Чтобы быть, надо бдить, а чтобы бдить, надо забыться.

Быть с миром может лишь тот, кто сам по себе.

2

Европейца поражает азиатская речь: гортанная и пронзительная, как птичий гвалт, размеченная до странности эмоционально нейтральными возгласами. Поль Клодель рассказывает, как он, живя в Китае, выходил по вечерам из дома, чтобы… слушать какофонию восточного города:

«Этот шум голосов – стремительный, играющий брызгами поток – прорезают неожиданные форте, подобные треску рвущейся бумаги. Иногда мне чудится, что я различаю ноту и ее модуляции, подобно тому как настраивают барабан, касаясь нужных мест пальцем…

Отдельное слово не исчезает: оно вносит свою лепту, сливаясь с бескрайней многоголосицей общего говора. Оторванное от предмета, который означало, оно пребудет лишь как невнятный звук, его сопровождающий, как восклицание, интонация, ударение. Способны ли смыслы сливаться, как сливаются звуки, и какой грамматике подчиняется эта общая речь? Гость мертвых, я долго слушаю этот ропот, этот далекий шум языка живых».

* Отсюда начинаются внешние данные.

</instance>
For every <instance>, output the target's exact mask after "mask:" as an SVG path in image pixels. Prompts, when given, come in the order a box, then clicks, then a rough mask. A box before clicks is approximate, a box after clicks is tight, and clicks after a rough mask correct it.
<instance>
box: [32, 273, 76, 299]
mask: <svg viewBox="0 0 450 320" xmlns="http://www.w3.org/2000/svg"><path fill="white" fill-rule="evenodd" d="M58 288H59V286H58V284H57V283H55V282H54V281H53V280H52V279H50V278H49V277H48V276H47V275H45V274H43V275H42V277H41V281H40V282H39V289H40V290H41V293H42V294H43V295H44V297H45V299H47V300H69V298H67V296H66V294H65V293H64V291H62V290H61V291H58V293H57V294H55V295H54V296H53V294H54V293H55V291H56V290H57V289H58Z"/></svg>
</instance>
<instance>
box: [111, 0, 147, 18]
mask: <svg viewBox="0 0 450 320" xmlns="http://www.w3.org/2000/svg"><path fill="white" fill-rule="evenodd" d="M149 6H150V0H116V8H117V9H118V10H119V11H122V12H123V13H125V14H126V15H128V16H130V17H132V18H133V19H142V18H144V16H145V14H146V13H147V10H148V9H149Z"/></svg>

В безбрежной многоголосице мира звук есть сигнал, существующий до того, как появляется внешний мир. Прежде всего слышимого мы слышим одно извечное «чистое звучание». Оно – знак чистой коммуникации, сообщение без адреса. Его непостижимая грамматика, о которой говорит Клодель, принадлежит интимному пространству первозданной реверберации жизни, духовного трепета, нестихающего гула мировой со-бытийности, где всё перекликается со всем и множится без конца и края. В этом «шепоте прежде губ» выражать нечего и некому. Здесь можно только на-следовать Изначальному, ходить по его следам, опережая тех, кто полагается на чувственное восприятие и умозрение, кто зависит от «обработки информации». «Все люди озираются по сторонам, а он привечает их как детей», – говорится о мудром правителе в даосском каноне «Дао-Дэ цзин». В между-бытности есть только подобие, оно же постоянное саморазличение, и мудрый – хозяин безмерной мощи рассеивания, цепной реакции бытия. Он оживляет живое, превращает превращение, оставляет оставление, пред-оставляя всему быть… Это удвоение не позволяет зам­кнуть слово в предметности мысли, держит его открытым бездне мировых метаморфоз. Тот же Чжуан-цзы не мог понять, чем отличается птичий щебет от человеческой речи, а в мире вокруг видел – точнее, слышал – только бесчисленные «превращения голосов». (Или, может быть, бесконечные модуляции одного беззвучного Голоса?) С редкой для философа смелостью он сравнивает человеческую речь с ревом бури, в которой, как ни странно, мир становится родным: чем сильнее шум, тем глубже «небесная» (мета-человеческая) гармония жизни.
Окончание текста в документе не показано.